# PCA Analysis

We have hourly count data, over a lot of years and locations.

**Can we simplify this data?**

Do we really need 24 numbers to describe a days worth of data in a single location? Because we have such regularity in the data (daily, weekly cycle), I suspect that we don't. PCA would be a good place to start investigating this.

**Visualisation**

By visualising the transformed space, what insights can we get into urban geography.


**Denoising**

I think building forecasters based on the hourly data will be an intense process. If we could reduce a days/weeks worth of data down to a few numbers this could help with that.

**Clustering?**

PCA can be used as step in a clustering pipeline. This is typically used for denoising purposes (often seen in analysis of MNIST or Hand Written Digit data sets). So it might feed in there.

In [1]:
import datetime
import itertools

import numpy as np
import matplotlib.pyplot as plt
import plotly.graph_objects as go

from sklearn.preprocessing import StandardScaler
from sklearn.decomposition import PCA
from sklearn.pipeline import Pipeline
from sklearn.base import clone

from IPython.core.display import Javascript
from IPython.display import HTML

from PedestrianDataImporter import getHourlyCounts
from Imputation import imputeMissing

In [2]:
# Also disable the scroll. I just don't like it
def disable_scroll():
    display(Javascript("""
        IPython.OutputArea.prototype._should_scroll = function(lines) {
            return false;
        }
    """))

disable_scroll()

## Data importing and some manipulations

Lets first import the Melbourne data and cut out a time window in 2018 and 2019 to deal with

In [3]:
df_counts,df_locations = getHourlyCounts['Melbourne']()
df_counts = imputeMissing(df_counts)

start_date = datetime.datetime(2018,1,1)
end_date   = datetime.datetime(2020,1,1)
cut = (df_counts['DateTime'] >  start_date) & (df_counts['DateTime'] < end_date ) 
df_cut = df_counts.loc[cut]
df1 = df_cut[['DateTime','LocationName','HourlyCount']]
df1 = df1.dropna(axis='columns',how='any')
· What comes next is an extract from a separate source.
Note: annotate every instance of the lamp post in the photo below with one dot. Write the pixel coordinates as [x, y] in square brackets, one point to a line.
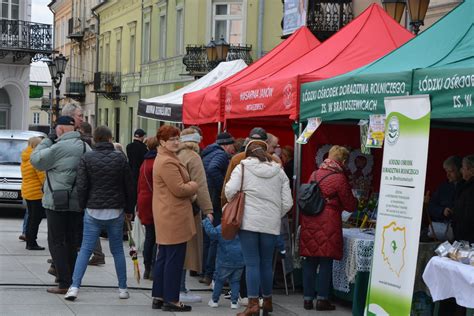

We want vectors that represent a days worth of counts or a weeks worth of counts.
While we at it lets also take just weekdays and weekends, we have seen that these have different behaviours

In [4]:
df1['Day']  = df1['DateTime'].dt.dayofweek  # 0: Monday, 1: Tuesday, ..., 6: Sunday
df1['Hour'] = df1['DateTime'].dt.hour
df1['Week'] = df1['DateTime'].dt.isocalendar().week
df1['Year'] = df1['DateTime'].dt.year
df1['Date'] = df1['DateTime'].dt.date

df1['Day_Hour'] = df1['Day'] * 24 + df1['Hour']
df1['Year_Week'] = df1['Year'].astype(str) + "_" + df1['Week'].astype(str).str.zfill(2)  # zfill ensures week 1 is "01", week 2 is "02", etc.

weekdays = df1['Day'] < 5
weekends = df1['Day'] >= 5

df_days = df1.pivot_table(index=['LocationName', 'Date'],
    columns='Hour', values='HourlyCount', aggfunc='sum').reset_index()

df_weekdays = df1.loc[weekdays].pivot_table(index=['LocationName', 'Date'],
    columns='Hour', values='HourlyCount', aggfunc='sum').reset_index()

df_weekends = df1.loc[weekends].pivot_table(index=['LocationName', 'Date'],
    columns='Hour', values='HourlyCount', aggfunc='sum').reset_index()

df_weeks = df1.pivot_table(index=['LocationName', 'Year_Week'], 
    columns='Day_Hour', values='HourlyCount', aggfunc='sum').reset_index()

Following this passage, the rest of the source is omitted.